En bref — Steve Witkoff et Jared Kushner sont de retour à Moscou début septembre avec une version « affinée » du plan de paix américain. La négociation se concentre désormais sur un nombre restreint de points durs, au premier rang desquels le tracé de la future frontière de facto. Kiev réclame en parallèle une trêve aérienne pendant les discussions.
Il y a des voyages qui ressemblent à des rituels. Celui de l'émissaire spécial de Donald Trump, Steve Witkoff, accompagné de Jared Kushner, en fait partie. Les deux hommes ont de nouveau atterri à Moscou début septembre, porteurs d'une version retravaillée du plan de paix américain censé mettre fin à la guerre en Ukraine, plus de trois ans et demi après le déclenchement de l'invasion russe.
Un scénario déjà vu, mais qui se resserre
Ce n'est pas la première fois que le duo foule le tarmac moscovite. Depuis plus d'un an, Witkoff multiplie les allers-retours entre Washington, Kiev et le Kremlin, tissant patiemment un texte censé concilier l'inconciliable : les revendications territoriales russes sur le Donbass et les lignes rouges ukrainiennes sur la souveraineté nationale. Ce qui change cette fois, c'est le ton. Des sources proches du dossier évoquent une négociation désormais concentrée sur un nombre très restreint de points durs.

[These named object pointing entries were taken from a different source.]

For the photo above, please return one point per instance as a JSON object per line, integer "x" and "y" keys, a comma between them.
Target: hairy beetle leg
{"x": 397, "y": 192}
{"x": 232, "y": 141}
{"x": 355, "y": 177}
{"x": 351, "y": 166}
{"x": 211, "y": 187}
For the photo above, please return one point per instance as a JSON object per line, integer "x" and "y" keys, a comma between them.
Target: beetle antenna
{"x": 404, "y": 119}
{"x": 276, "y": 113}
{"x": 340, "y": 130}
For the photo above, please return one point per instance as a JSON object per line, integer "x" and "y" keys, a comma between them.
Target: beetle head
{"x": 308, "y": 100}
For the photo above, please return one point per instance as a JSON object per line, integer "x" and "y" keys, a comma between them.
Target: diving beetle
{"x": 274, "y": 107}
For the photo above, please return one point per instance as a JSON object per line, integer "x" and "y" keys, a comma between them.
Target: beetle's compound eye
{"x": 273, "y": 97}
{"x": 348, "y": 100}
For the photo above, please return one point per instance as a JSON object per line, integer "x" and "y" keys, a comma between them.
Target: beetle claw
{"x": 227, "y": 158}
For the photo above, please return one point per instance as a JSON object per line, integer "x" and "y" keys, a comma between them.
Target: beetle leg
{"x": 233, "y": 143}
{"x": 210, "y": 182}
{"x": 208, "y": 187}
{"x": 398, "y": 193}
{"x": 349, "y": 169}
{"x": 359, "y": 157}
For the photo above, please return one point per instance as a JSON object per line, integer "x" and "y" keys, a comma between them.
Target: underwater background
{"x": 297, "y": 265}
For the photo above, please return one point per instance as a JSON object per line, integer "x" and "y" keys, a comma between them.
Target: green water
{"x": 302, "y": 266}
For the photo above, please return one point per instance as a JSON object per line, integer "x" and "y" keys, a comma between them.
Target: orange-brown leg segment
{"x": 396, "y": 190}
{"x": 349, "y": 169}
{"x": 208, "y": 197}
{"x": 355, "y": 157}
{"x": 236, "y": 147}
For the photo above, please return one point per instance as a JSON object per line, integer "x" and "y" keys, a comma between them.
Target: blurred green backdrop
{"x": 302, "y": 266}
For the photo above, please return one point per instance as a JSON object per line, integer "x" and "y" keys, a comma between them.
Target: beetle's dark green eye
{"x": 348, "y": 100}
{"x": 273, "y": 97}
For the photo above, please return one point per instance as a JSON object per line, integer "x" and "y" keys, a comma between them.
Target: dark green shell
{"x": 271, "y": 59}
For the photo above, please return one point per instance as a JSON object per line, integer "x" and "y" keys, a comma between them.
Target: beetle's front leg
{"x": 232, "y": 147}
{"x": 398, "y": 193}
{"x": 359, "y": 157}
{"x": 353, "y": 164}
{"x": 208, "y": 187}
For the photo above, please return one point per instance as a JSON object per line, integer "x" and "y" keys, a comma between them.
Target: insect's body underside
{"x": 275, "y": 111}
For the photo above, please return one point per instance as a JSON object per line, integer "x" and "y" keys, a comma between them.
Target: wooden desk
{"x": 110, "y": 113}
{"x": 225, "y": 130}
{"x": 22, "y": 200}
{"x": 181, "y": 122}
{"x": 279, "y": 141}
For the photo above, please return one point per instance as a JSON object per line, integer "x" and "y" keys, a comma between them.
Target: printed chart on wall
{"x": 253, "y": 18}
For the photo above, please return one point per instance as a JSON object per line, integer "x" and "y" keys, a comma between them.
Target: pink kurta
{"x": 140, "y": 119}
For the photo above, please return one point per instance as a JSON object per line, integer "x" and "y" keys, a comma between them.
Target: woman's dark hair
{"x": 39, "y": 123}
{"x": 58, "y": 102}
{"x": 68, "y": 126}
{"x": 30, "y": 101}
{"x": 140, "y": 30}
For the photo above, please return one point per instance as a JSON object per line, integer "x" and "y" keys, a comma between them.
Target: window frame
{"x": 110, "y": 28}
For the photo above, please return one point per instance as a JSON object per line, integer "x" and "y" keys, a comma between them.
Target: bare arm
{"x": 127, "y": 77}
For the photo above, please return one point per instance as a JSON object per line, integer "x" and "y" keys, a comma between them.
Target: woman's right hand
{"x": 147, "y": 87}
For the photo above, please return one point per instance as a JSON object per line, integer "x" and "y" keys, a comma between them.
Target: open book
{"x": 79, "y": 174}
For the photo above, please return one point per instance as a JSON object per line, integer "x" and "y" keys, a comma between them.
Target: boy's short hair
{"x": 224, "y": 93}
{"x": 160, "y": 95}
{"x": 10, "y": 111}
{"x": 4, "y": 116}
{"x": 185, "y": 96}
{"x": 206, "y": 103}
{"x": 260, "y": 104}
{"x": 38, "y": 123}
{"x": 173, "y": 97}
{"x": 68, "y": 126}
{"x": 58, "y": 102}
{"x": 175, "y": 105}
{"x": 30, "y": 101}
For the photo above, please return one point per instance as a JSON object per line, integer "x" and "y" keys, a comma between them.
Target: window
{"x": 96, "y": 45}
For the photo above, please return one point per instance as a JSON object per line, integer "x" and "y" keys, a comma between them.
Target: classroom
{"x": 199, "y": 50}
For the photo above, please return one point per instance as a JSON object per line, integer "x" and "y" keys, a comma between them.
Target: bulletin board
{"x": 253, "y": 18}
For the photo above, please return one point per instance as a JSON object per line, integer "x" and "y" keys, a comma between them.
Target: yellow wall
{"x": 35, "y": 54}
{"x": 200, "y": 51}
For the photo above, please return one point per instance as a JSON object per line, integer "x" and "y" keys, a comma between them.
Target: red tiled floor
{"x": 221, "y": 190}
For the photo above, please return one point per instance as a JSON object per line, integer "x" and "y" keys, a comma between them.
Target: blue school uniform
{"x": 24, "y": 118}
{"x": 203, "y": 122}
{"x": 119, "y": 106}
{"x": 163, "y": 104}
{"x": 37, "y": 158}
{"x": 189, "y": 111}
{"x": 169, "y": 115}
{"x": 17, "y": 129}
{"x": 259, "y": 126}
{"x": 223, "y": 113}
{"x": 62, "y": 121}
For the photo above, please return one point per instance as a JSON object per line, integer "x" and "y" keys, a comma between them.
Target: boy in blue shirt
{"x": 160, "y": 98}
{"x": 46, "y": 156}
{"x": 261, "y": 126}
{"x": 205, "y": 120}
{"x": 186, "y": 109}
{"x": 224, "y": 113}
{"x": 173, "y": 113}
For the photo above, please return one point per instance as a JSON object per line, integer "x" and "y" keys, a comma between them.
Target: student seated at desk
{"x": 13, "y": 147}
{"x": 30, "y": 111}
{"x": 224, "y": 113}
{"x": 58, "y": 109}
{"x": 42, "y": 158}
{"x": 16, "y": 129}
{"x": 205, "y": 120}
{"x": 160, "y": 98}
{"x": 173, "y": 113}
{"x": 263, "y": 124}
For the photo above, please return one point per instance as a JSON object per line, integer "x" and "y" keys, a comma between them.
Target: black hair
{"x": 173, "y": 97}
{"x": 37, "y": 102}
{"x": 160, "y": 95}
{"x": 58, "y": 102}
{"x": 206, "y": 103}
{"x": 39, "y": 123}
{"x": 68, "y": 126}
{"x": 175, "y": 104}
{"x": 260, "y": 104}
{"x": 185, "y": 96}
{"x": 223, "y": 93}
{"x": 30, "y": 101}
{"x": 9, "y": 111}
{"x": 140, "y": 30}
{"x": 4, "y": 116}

Kiev n'a pas varié d'un pouce : toute discussion territoriale doit partir de la ligne de contact actuelle sur le terrain, et non d'un redécoupage négocié à distance. La Maison-Blanche, consciente que le processus s'effondrerait si l'un des deux camps se sentait lésé, cherche la formule qui satisferait Moscou sans humilier Kiev — un exercice d'équilibriste dont l'histoire regorge d'échecs retentissants.
Zelensky change de tempo
Signe que la partie se joue aussi sur le terrain médiatique et humanitaire, le président ukrainien Volodymyr Zelensky a profité de la visite pour réclamer publiquement une trêve sur les frappes aériennes, le temps que les discussions se déroulent à Moscou. La demande est symboliquement forte : elle place la Russie devant un choix simple aux yeux de l'opinion internationale — accepter un geste de bonne volonté minimal, ou apparaître comme l'obstacle à la paix pendant que ses propres émissaires négocient avec les Américains.
Le Kremlin, par la voix de son porte-parole, s'est contenté d'indiquer que les discussions dureraient « le temps nécessaire », sans lever le voile sur la composition de la délégation russe ni sur une éventuelle rencontre avec Vladimir Poutine en personne.
Ce qui se joue vraiment
Au-delà du tracé des frontières, trois sujets structurent ces pourparlers : les garanties de sécurité que les États-Unis et leurs alliés européens seraient prêts à offrir à l'Ukraine, les modalités de la reconstruction du pays une fois les combats arrêtés, et le statut des sanctions économiques pesant sur la Russie. Autant de chapitres qui, une fois ouverts, prennent souvent plus de temps à refermer que prévu.
Reste une question qui plane sur l'ensemble du processus : un accord scellé à huis clos entre Washington et Moscou tiendra-t-il la route une fois soumis à l'épreuve du terrain, des opinions publiques ukrainienne et européenne, et d'un Congrès américain jamais avare de surprises ? L'histoire récente des négociations sur ce conflit invite à la prudence plus qu'à l'enthousiasme précoce — mais, pour la première fois depuis longtemps, plusieurs voix diplomatiques évoquent un momentum réel.
Avis de la rédaction — Le signal à surveiller n'est pas le nombre de voyages, mais la nature des points restants. Une négociation qui se réduit à deux ou trois désaccords majeurs est soit très proche d'aboutir, soit bloquée sur l'essentiel. Les prochains jours, à mesure que les détails de Moscou filtreront, trancheront entre les deux.